Buon lunedì, prodi seguaci!🫧

Spero che abbiate passato la prima parte delle feste invernali in maniera piacevole e che il parentame non sia stato troppo molesto: nella speranza che non siate troppo storditə dagli zuccheri, vi lascio una corposa citazione da Il femminismo non è un brand di Jennifer Guerra dove si spendono due parole molto interessanti (ma tutto il libro lo è) sulle fortune della sindrome dell’impostore.

Per lungo tempo mi sono considerata una vittima di questa sindrome [la sindrome dell’impostore]. Vivevo con la costante impressione di non meritarmi nulla e che da un momento all’altro avrei potuto perdere tutto ciò che avevo costruito. Al tempo stesso, mi sentivo in colpa perché ero incapace di godermi i miei successi o perché attribuivo alcuni miei meriti ad altre persone. Poi ho capito. Questo mio stato d’animo non c’entrava nulla con l’essere o meno vittima di una sindrome, ma andava rintracciato in altre cause, come l’essere cresciuta in una famiglia ‘working class’, lontana dai centri culturali del Paese, e aver vissuto da giovane donna in un contesto patriarcale. «La diagnosi di questa sindrome, – ha scritto Leslie Jamison sul «New Yorker», – è diventata una forza culturale che rafforza proprio il fenomeno che avrebbe dovuto curare». In altre parole, la sindrome dell’impostore finisce con l’attribuire la causa di problemi sistemici come la discriminazione di genere o razziale alla mancanza di autostima. E così la soluzione trovata da molti datori di lavoro per ovviare al problema è quella di puntare su corsi di leadership, anziché aumentare gli stipendi o le promozioni. L’articolo di Jamison si sofferma inoltre su quanto le donne nere – ma il discorso potrebbe valere anche per gli altri gruppi marginalizzati, come le donne con disabilità o migranti – si sentano estranee al concetto di sindrome dell’impostore: le loro difficoltà sul lavoro prescindono infatti dall’impegno personale o dalla ‘self confidence’, ma dipendono piuttosto dal razzismo, dall’abilismo o dalla povertà. Pensare che le donne siano svantaggiate sul lavoro perché non credono abbastanza in loro stesse è un’analisi parziale e consolatoria di un problema molto più articolato, nonché una negazione dei reali rapporti di potere. Ma la sindrome dell’impostore funziona perché non smentisce in alcun modo la retorica meritocratica, anzi sembra porvi un’ulteriore conferma: il merito esiste, come un’entità a sé, sei tu che rifiuti di prendertelo.
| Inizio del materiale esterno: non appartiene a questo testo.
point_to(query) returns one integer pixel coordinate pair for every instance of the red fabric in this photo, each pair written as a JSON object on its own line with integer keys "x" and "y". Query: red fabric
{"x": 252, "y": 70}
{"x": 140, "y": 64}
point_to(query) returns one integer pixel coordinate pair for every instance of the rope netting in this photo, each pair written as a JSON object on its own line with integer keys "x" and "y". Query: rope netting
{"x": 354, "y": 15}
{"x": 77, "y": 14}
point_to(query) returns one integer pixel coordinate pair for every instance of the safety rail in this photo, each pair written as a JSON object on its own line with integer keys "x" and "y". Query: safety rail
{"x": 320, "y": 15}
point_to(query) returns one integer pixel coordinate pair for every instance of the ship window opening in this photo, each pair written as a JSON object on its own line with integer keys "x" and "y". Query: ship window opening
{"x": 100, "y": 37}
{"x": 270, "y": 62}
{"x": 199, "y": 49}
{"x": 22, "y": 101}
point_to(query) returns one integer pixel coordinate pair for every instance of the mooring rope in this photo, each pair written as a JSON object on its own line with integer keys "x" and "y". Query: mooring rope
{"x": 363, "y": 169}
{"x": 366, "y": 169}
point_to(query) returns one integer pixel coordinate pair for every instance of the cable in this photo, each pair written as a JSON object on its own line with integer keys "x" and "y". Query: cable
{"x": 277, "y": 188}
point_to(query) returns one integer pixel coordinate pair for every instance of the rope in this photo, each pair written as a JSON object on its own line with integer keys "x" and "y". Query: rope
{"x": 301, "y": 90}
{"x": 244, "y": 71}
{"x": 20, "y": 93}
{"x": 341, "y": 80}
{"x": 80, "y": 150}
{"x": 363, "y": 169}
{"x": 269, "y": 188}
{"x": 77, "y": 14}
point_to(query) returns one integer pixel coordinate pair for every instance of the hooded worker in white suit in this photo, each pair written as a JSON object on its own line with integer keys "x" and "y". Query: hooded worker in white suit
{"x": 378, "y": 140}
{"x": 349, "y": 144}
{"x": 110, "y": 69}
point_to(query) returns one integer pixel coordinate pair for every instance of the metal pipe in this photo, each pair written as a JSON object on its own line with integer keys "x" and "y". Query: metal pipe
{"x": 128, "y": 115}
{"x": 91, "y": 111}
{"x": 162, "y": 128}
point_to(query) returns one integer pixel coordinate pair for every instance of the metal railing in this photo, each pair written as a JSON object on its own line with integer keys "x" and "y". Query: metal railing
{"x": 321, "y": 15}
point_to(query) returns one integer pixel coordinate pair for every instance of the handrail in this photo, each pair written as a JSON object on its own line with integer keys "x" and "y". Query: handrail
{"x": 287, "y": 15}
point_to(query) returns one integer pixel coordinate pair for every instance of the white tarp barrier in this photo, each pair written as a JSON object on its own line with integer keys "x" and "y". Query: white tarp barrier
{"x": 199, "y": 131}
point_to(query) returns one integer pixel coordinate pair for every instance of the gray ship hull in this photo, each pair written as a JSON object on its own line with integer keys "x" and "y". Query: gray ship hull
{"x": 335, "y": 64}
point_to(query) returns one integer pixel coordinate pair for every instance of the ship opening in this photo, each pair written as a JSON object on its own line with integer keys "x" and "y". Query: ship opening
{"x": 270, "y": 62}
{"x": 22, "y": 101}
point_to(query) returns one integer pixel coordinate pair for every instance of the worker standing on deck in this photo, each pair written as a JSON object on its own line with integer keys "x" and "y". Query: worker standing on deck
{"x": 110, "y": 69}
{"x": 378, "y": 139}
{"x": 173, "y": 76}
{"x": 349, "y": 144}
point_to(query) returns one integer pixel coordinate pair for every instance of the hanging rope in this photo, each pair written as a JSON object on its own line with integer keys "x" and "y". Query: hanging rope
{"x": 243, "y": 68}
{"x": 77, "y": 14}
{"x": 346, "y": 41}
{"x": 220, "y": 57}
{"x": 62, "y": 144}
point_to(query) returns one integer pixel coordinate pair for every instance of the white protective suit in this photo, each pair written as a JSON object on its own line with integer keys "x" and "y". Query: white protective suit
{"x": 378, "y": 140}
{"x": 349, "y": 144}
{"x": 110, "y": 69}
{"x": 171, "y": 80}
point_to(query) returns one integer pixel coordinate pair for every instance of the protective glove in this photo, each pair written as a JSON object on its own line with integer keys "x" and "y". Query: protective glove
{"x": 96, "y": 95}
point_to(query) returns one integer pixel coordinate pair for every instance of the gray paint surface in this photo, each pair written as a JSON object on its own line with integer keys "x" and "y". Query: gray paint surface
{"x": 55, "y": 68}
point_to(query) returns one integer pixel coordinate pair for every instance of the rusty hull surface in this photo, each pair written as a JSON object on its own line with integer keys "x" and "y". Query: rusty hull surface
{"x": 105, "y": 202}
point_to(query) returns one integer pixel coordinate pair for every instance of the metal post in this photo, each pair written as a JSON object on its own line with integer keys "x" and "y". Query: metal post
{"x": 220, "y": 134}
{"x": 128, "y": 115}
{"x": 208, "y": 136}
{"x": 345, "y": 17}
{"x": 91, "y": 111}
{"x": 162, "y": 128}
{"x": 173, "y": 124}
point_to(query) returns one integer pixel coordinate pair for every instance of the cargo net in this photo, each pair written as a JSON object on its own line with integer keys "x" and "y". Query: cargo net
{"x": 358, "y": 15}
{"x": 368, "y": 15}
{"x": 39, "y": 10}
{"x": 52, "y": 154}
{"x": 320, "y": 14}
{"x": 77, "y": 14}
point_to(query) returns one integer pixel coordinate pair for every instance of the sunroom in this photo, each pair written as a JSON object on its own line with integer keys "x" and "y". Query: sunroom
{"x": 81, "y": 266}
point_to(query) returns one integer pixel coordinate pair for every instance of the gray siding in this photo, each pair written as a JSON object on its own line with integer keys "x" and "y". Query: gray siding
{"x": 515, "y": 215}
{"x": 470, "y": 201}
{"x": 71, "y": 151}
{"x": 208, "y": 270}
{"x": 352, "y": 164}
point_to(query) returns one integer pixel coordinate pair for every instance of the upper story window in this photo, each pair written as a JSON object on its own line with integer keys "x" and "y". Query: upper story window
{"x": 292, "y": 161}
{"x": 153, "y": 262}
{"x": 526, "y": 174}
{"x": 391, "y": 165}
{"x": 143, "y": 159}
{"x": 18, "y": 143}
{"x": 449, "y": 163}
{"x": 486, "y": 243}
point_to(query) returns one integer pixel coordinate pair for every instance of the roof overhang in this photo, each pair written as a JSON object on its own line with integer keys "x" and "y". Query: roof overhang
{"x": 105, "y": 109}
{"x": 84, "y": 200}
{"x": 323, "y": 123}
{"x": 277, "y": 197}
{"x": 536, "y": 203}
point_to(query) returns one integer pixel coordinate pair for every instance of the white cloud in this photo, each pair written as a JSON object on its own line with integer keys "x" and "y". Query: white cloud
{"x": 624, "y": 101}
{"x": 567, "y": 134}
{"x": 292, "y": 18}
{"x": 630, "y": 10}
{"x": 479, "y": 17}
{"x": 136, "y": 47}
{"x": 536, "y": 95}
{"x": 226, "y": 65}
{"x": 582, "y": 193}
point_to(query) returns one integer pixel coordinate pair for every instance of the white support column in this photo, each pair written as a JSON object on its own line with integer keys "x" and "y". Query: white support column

Le celebrity che hanno dichiarato di «soffrire» a causa della sindrome dell’impostore sono tante quanto quelle che hanno dichiarato di essere femministe, e spesso le due cose coincidono. Il racconto della loro ascesa allo ‘star system’ è spesso costellato di fallimenti e crisi, ma alla fine si conclude sempre con lo stesso lieto fine: se ti impegni abbastanza, se magari rendi le tue imperfezioni i tuoi punti di forza, ecco che raggiungi la tua personalissima forma di perfezione (etica ed estetica). Il femminismo, in questo racconto, gioca il ruolo di aiutante che con la bacchetta magica fa sparire tutte le proprie insicurezze, in un viaggio solitario in cui la meta è sempre la stessa, il successo.

Copertina di Il femminismo non è un brand di Jennifer Guerra: riporta il disegno di un flacone viola di detersivo liquido. Sull'etichetta è raffigurato il dettaglio di un arcobaleno e sotto c'è scritto, Usare in caso di pinkwashing.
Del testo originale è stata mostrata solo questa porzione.